Dados Bibliográficos

AUTOR(ES) S. Venkatesan
AFILIAÇÃO(ÕES) The University of Manchester
ANO 2021
TIPO Artigo
PERIÓDICO Journal of the Royal Anthropological Institute
ISSN 1359-0987
E-ISSN 1467-9655
EDITORA Sage Publications (United States)
DOI 10.1111/1467-9655.13550
ADICIONADO EM 2025-08-18

Resumo

A wedding between two trees in a Tamil village reveals that a tree can be more than, while still remaining, a tree. It needs to be a tree because trees do certain things.

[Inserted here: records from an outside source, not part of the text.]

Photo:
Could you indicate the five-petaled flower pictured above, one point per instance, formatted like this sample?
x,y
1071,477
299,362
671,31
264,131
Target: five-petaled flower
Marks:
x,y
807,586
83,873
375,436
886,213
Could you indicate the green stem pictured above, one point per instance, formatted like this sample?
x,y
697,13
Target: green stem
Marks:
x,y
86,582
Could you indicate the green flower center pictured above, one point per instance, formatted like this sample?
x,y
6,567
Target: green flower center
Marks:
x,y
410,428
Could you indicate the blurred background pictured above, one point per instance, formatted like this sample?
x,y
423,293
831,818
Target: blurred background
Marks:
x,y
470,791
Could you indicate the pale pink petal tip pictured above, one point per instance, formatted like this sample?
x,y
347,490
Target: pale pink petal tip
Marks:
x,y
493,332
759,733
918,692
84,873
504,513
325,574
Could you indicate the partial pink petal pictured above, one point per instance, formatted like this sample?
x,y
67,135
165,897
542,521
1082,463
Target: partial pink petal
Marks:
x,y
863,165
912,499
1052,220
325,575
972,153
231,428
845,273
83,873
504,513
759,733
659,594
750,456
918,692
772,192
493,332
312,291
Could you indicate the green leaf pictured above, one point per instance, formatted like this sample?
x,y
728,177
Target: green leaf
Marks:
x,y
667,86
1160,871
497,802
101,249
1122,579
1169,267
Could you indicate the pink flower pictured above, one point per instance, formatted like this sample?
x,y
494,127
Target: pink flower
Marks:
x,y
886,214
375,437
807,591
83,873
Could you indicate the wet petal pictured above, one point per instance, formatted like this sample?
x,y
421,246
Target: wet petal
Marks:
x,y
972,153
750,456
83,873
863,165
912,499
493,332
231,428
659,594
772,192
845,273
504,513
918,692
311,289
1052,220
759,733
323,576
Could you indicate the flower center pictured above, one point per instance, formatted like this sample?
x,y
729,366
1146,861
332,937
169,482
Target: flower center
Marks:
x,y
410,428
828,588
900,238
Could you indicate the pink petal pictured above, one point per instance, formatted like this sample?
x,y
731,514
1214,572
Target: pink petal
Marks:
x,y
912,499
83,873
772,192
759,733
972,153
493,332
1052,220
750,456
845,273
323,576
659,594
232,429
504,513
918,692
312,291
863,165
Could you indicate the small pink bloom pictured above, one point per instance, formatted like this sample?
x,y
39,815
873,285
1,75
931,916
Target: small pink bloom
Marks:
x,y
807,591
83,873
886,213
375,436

It can be made more than a tree, however, through a logic of homological connections which temporarily create equivalences between trees and divinities. The wedding (kalyanam), a ubiquitous Tamil ritual form which pertains not only to marriage, creatively and subjunctively opens up new possibilities to change 'it could be' and 'it should be' to 'let it be so'. The wedding of two trees seeks to materialize ideal situations and outcomes by mobilizing the aliveness of trees, a quality they share with humans and animals, without positing personhood, identity, or confusing categories. In making this argument, I question choices of comparators in anthropological analyses which posit a holistic 'non‐West' against a dualistic 'West' and contrast a taken‐for‐granted 'us' with 'our' really rather different 'others'.